The various proposals I made over the decades include bundling of newsletters, consolidation of D97 and District 200, dissolution of the library, park district, and township as separate taxing districts, construction of a park district/D200 athletic field over the OPRF High School parking lot, and placing D97, park district, and township offices together in a building behind village hall to aid communication and free their properties on Madison Street and Oak Park Avenue for commercial development and property and sales tax generation.

I was happy that years ago the library bundled its newsletter with that of the village. In the most recent village newsletter, I see that D97 and D200 now include their news notes with those of the village and library. I suggest the park district and township also ask to come aboard.

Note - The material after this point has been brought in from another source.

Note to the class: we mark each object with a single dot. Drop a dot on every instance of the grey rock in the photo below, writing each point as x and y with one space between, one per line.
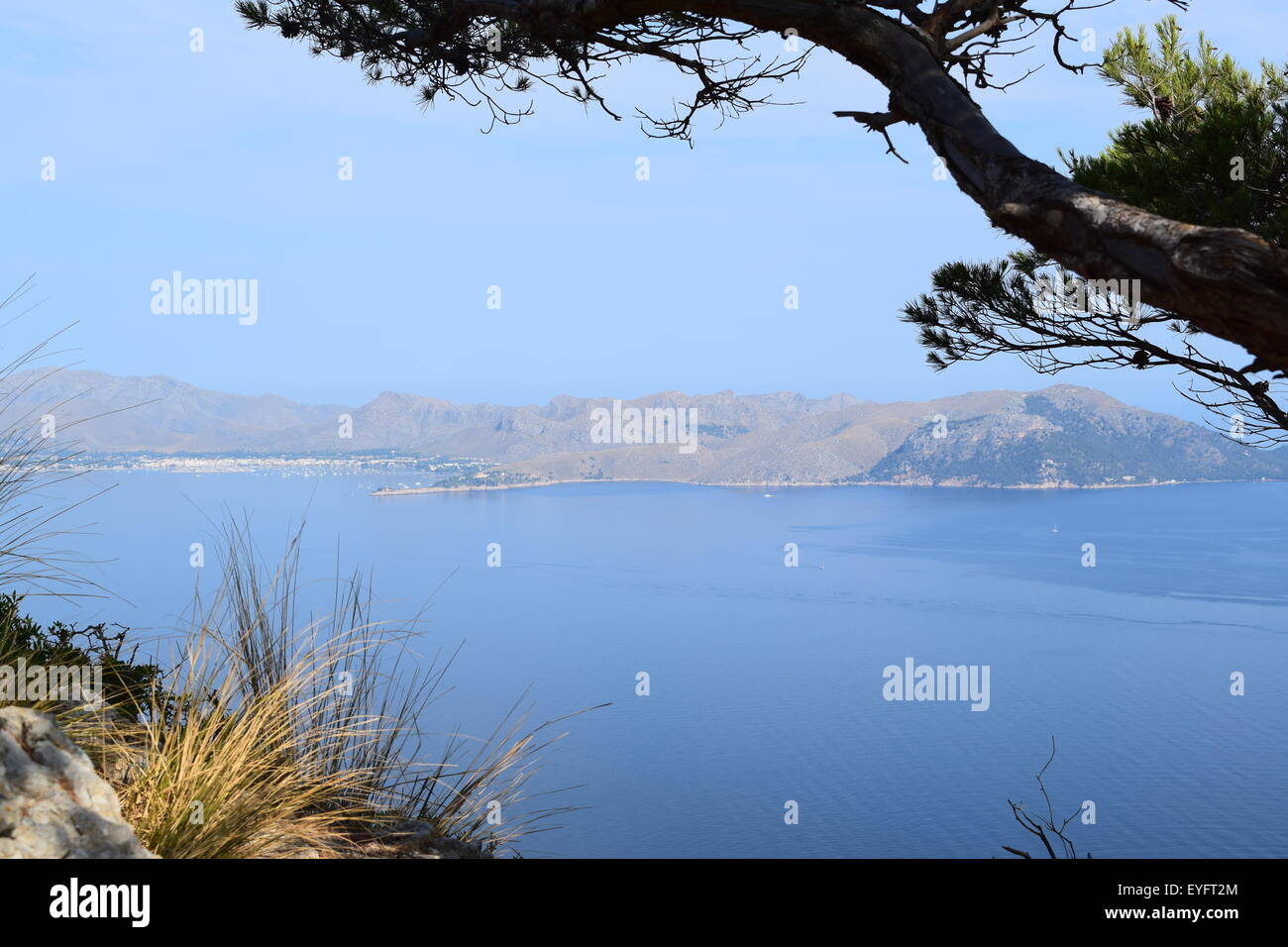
52 801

The news, however, that with Jan Arnold at the helm, the park district and D97 now find the parking lot office space viable for what we should call our “civic center” is a major advance in efficiency and tax relief. Both the park district and D97 are heavily vested in children’s programs. A brief perusal of their programs, however, indicate duplication of efforts. Now, with offices literally down the hall, such inefficiencies will be reduced.

The problem they confront is parking. I have always proposed that the offices be built on stilts over the parking lot. This allows retention of the parking lot and removes the need for snow shoveling and repaving, saving additional, although modest, taxpayer money. A pedway between the current village hall and the new structure would facilitate communication between all three units of government.

It is now up to Oak Park Township head David Boulanger to contact D97 and the park district and, to reverse the ever-expanding non-tax-generating blueprint of the township on our central business district, ask to be a partner in the new civic center. They, too, have a sizable offering of youth programs. They, too, should be housed with D97 and the park district. The library should also move their offices to the civic center.

As cooperation evolves, the nonsensical, inefficient, and wasteful existence of separate library, park district, and township governments will become obvious and these units of government could be absorbed, their programs intact, by the village.

Then, D97 and D200 should begin consolidation discussions, following the efforts of myself and Sharon Patchak-Layman a decade or so ago. (State law allows such consolidation even though D200 includes residents of River Forest.)

After that, with a glorious civic center at the east end of the village, the village can take up our formal proposal, presented since 1984 and in its fourth incarnation in 2009, for a fine and performing arts/cultural and conference center in the context of a restaurant/retail park at South Blvd and Harlem. This would become the focus point for our cultural life, at the west end of the village.